Mental Health and Political Changes
April 2
José Luis Madera, the Senior Manager for Integrated Behavioral Health Services, Valleywise Health joined “Arizona Horizon” to talk about mental health. This therapist can discuss how the latest changes going on in the country with regards to tariffs, firings of workers, and social security privatization could affect people’s mental health.
How do you handle it when you have a sense of doom or a feeling of dread that food prices are going up, other costs are going up, you may have lost your job etc.?
Madera said some of the factors of the anxiety people feel from the recent changes are fear, uncertainty and confusion. He tells his clients to do something they enjoy if news and “doom-scrolling” is overtaking them.
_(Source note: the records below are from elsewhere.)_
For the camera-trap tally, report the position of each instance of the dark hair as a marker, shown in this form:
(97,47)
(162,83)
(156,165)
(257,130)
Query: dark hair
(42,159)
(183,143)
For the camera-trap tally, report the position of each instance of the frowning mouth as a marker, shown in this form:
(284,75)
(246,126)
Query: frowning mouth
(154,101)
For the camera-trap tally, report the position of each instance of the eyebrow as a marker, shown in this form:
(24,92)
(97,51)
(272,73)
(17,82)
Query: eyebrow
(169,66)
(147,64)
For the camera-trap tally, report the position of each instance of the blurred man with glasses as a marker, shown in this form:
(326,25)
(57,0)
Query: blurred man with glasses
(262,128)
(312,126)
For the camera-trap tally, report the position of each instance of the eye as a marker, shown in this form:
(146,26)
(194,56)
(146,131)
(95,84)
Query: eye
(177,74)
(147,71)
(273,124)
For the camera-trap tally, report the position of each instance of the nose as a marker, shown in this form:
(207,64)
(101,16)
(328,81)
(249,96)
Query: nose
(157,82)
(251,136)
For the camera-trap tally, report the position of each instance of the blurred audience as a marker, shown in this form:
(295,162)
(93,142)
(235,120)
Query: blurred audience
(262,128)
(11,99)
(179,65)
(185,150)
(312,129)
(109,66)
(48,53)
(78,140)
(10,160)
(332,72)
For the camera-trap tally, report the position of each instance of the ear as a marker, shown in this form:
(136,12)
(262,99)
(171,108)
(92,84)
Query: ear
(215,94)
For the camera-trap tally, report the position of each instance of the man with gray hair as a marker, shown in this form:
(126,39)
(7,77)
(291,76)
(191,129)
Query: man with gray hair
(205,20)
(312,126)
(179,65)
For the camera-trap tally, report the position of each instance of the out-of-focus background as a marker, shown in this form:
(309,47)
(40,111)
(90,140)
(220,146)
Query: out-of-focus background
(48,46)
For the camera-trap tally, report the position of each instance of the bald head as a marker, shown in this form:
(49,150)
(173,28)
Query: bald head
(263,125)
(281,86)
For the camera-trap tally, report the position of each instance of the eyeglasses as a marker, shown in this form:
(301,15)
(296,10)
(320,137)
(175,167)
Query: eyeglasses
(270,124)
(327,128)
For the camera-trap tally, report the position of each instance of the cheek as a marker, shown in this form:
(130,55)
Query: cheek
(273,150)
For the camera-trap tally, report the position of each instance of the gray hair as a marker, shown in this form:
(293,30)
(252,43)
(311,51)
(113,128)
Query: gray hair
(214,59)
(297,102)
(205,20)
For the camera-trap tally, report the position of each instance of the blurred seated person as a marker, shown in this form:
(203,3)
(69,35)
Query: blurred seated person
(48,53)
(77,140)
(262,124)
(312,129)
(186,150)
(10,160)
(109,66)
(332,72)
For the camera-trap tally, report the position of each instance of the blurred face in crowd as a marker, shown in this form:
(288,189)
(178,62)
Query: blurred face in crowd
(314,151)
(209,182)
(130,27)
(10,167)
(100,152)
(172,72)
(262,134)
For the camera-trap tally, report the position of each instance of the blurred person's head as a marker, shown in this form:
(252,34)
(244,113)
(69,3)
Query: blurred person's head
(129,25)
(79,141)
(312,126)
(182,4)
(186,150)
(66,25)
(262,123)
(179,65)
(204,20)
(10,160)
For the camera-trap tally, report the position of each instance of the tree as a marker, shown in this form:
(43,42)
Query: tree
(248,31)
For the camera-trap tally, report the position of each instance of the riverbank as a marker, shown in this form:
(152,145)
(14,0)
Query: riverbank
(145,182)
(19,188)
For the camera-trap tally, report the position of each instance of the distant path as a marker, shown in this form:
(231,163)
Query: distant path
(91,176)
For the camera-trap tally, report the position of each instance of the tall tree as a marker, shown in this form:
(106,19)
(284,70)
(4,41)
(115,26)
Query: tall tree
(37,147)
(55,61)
“It’s really your thought process too, if you’re doom and gloom all the time, you’re just always going to always be focused on looking for things that are going to attract that,” Madera said.
He encourages people to focus on what they have control over, for example, who they vote for, but not on the actions of politicians. Madera also encourages people to distract themselves from the negative issues.
“I think there are situations where if you hang out with friends who are feeling like they are living in a dumpster fire all the time, you might not want to be around them either; you have to pick and choose who you are surrounding yourself with,” Madera said.
His advice to people feeling down is “do something different, don’t keep doing the same thing, if you keep doing the same thing, you want the same result, it’s going to be the same thing.”